李士祯、阳武侯薛濂、临淮侯李弘济三人听到这三个字,如同被施了定身咒一般,瞬间僵在原地,眼神空洞,满脸难以置信。他们瞪大了眼睛,死死盯着二楼走廊上那个身穿月白色便装的少年,脑海中一片空白,仿佛被惊雷劈中——刚才被他们当成“不知天高地厚的顽童”肆意呵斥,甚至不惜调动五城兵马司士兵围困的人,竟然是当朝皇太子朱慈烺!

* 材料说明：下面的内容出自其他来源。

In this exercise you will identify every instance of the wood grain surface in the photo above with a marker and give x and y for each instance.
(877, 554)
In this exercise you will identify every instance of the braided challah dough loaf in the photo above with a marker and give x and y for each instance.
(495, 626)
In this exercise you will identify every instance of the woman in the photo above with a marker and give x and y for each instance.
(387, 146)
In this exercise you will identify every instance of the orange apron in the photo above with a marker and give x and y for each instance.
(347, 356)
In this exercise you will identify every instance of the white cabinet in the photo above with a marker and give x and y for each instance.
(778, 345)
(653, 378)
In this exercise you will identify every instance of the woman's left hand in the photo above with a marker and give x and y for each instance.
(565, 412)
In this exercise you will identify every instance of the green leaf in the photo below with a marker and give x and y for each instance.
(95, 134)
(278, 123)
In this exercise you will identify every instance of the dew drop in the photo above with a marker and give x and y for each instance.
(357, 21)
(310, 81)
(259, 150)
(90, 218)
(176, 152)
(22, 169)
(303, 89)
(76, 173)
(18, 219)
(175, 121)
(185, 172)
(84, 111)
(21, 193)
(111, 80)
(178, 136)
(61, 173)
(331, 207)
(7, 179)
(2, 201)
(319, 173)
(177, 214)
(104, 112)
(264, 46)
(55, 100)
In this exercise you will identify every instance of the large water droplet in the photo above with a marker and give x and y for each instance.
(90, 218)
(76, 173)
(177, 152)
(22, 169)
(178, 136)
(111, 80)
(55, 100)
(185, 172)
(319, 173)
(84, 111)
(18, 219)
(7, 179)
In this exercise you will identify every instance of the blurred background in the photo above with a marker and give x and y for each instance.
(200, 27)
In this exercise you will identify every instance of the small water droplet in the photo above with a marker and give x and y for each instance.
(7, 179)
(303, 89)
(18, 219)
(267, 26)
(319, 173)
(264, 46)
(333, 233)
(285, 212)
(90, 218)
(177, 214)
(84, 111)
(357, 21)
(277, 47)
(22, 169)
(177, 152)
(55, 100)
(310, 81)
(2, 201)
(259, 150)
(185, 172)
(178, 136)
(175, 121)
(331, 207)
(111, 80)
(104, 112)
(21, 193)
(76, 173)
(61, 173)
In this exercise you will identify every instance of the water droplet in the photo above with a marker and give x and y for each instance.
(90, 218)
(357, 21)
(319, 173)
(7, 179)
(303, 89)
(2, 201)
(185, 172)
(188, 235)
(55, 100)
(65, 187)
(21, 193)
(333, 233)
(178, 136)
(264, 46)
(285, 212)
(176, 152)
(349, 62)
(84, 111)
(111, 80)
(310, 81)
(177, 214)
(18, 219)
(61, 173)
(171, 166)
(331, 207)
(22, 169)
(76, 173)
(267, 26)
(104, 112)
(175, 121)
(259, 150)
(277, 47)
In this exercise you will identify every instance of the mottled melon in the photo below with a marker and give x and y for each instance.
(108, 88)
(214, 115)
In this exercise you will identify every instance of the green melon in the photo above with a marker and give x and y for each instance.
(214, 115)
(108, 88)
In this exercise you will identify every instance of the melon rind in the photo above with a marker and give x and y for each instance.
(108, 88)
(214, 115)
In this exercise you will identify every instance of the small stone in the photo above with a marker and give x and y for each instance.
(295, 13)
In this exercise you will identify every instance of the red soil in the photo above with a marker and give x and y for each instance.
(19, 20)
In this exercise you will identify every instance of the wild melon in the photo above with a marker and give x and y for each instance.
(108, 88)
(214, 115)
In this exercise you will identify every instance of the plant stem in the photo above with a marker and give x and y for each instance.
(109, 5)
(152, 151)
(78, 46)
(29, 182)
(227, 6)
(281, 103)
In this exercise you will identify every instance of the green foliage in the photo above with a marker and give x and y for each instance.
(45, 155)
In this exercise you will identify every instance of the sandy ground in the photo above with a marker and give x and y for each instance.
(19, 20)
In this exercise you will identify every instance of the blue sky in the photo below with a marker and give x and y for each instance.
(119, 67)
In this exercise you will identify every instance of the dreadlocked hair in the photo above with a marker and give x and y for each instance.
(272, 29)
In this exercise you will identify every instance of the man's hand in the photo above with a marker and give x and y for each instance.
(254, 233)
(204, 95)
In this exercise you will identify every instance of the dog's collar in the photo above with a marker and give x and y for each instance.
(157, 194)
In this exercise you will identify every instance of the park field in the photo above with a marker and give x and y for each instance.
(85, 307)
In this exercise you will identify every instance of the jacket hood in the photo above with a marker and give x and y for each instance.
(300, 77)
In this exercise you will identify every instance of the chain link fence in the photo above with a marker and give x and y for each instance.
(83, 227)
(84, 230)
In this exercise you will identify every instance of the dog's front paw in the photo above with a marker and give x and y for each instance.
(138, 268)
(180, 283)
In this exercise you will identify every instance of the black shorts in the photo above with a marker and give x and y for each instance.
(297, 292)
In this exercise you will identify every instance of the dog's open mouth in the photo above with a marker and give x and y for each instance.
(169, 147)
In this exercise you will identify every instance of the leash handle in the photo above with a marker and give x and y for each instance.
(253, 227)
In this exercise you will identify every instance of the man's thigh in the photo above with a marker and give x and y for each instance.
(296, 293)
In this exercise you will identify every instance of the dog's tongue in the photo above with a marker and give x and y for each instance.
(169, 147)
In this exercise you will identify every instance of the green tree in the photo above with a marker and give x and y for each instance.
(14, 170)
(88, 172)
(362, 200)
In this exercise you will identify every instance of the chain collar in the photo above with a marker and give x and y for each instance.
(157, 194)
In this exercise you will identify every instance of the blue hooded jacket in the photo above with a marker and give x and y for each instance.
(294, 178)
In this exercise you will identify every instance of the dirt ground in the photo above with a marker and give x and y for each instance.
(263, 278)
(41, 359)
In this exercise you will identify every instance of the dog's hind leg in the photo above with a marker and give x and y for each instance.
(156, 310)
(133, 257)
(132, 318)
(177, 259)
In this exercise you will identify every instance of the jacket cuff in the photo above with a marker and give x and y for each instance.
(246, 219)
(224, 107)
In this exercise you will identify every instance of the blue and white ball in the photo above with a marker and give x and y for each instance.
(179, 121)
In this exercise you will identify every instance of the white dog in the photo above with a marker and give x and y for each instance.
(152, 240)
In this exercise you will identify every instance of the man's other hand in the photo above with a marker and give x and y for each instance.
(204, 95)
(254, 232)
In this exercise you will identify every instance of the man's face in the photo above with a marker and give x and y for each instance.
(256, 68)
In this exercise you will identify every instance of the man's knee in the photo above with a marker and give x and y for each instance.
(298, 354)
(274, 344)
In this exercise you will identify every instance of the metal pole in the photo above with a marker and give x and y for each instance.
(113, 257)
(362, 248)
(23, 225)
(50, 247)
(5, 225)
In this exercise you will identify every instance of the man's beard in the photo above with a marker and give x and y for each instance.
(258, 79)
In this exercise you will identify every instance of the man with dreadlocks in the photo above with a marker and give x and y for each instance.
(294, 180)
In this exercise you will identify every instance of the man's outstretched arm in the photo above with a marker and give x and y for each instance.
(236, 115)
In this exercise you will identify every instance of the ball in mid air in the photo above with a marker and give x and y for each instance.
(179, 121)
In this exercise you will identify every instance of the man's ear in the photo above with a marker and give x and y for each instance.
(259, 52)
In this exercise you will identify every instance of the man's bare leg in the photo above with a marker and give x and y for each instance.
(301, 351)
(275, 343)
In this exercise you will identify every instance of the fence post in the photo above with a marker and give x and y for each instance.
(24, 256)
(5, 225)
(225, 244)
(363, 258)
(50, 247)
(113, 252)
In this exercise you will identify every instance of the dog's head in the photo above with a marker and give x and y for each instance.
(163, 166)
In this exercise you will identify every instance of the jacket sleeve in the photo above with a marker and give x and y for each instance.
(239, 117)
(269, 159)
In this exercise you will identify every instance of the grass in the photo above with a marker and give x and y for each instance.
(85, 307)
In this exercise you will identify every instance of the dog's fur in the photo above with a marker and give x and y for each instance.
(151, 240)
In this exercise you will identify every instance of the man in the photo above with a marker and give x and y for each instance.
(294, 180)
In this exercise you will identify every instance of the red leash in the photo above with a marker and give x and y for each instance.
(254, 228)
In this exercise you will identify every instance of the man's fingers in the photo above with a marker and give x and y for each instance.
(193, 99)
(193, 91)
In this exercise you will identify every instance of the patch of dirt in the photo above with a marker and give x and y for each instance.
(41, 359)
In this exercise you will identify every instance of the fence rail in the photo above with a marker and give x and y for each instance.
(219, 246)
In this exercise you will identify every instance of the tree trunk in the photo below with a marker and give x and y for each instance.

这可是株连九族的谋逆大罪!三人只觉得双腿发软,浑身冰冷,连呼吸都变得困难起来。不等他们从震惊与恐惧中回过神来,几名身穿飞鱼服的锦衣卫将士已经快步上前,一把将他们从马背上拽了下来。
“噗通!噗通!噗通!”三声闷响,三人重重摔在坚硬的青石板路上,疼得龇牙咧嘴,却连喊疼的力气都没有——恐惧早已压过了身体的疼痛。锦衣卫将士动作麻利地取出粗麻绳,将三人结结实实地捆绑起来,如同捆绑待宰的羔羊,连挣扎的余地都没有。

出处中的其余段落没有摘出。